If you have entered Montreal from the South Shore in the last month, you may have noticed that there is something different about the landscape. As nature turns gray, Montreal has acquired a touch of color that feels good. Françoise Sullivan’s mural is a colorful quilt that can be seen from afar.

There were a lot of people on a small stretch of rue Saint-Christophe which faces the Damiers 2023 mural. Its official address: 801, Sainte-Catherine Est, but it now belongs to all passers-by who see it up close or by far, with its 108 meters height, making it the most imposing in Montreal. It includes 33 colored squares on this concrete wall.

Françoise Sullivan was there, moved by the many tributes paid to her, but also very impressed by the work done by the MU muralists. “Is it scary being up there? », she asked Julien Sicre and Arnaud Grégoire, the site managers. The two muralists admitted that yes, in front of the artist who praised their bravery. “You are brave too,” replied Arnaud Grégoire spontaneously, with lovely complicity.

The mural is part of a collection started by MU in 2010 which pays tribute to Montreal’s cultural builders, all artistic disciplines combined – including Michel Rabagliati, Yannick Nézet-Séguin and Alanis Obomsawin. Two works in this collection are immense. The one dedicated to Jean Paul Riopelle – Magnetic art, produced by Marc Séguin, rue Milton near McGill University. And the other, the Tower of Song, which represents Leonard Cohen in the city center. It is now a flagship work in Montreal.

As you can imagine, you don’t arrive overnight to paint such an area. A project of this magnitude requires patience and skill.

When the mural tribute to Riopelle was being created last year, the people of MU approached Mayor Valérie Plante, who gave her support to the Sullivan project a few months later, while she was sitting at the same table as Françoise Sullivan, at the ball at the Museum of Fine Arts. All that remained was to find a wall.

“I am a wall hunter,” says Michel de la Chenelière, president of the MU development committee. The Place Dupuis hotel belongs to the Hyatt group, but discussions were held with the owners of this establishment who now live in Montreal.

Funding was complicated, admits MU executive director Elizabeth-Anne Doyle. It is not yet finished. The total project will cost $300,000, provided by the City, the Ville-Marie borough, Tourisme Montréal, among others.

Françoise Sullivan is one of the signatories of the Refus global manifesto and the founders of the automatism movement, alongside Borduas and Riopelle. She has a long career in visual arts and has had a career as a dancer and choreographer.

MU wishes to project video images and photos of Françoise Sullivan’s performances in a subsequent phase of the mural, which would be a first for the organization.

The colored frames would become screens.

“We were looking for a place that would be meaningful for Françoise,” says Elizabeth-Anne Doyle. We chose this place which is close to the School of Fine Arts where she studied.

The MU organization is housed in the Jeanne-Mance residences, not far from Place Dupuis. “We ourselves are residents of the Latin Quarter. We live here, we consume here. We too, since the pandemic, have been very concerned by the way in which the neighborhood is deteriorating and the situation of vulnerable people around here,” says Elizabeth-Ann Doyle. MU thinks it can contribute to revitalization.

The coloring took two weeks, from the model, to painting the shapes on the wall.
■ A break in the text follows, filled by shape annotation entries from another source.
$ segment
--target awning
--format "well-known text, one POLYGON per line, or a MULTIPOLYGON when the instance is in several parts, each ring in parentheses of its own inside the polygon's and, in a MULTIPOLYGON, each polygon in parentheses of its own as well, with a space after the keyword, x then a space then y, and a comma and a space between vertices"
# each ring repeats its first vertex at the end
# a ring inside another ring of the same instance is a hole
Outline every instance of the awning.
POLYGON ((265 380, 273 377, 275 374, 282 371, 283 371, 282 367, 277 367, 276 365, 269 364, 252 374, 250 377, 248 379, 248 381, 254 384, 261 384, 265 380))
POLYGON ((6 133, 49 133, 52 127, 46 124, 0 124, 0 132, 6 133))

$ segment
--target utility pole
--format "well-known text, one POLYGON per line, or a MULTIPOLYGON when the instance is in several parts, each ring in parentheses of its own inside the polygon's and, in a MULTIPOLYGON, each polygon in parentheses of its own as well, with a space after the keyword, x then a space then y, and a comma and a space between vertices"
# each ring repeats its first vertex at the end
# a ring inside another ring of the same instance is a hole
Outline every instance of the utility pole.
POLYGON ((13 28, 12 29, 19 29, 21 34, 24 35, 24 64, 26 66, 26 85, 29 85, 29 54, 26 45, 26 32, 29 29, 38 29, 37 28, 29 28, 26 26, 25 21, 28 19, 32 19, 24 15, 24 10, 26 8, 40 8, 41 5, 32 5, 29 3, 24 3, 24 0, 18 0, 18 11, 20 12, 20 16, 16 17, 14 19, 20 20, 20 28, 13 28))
There were color changes once the rectangles were painted on the wall, often ordered by Françoise Sullivan herself, who followed the progress of the work.

“Colors speak in abstractions,” explains Corinne Lachance, production manager, for MU. The layout inevitably had to be adjusted. For example, squares are left to the concrete on the wall. In Françoise Sulllivan’s paintings, these squares are pale gray. But the concrete is darker than the paintings, which requires revisiting some of the colors once they are already applied. The sun and the brightness also change the perspectives. The same pink can have two prints.

There was also a pink rectangle that Françoise Sullivan found too faded once on the wall. She asked for it to be changed.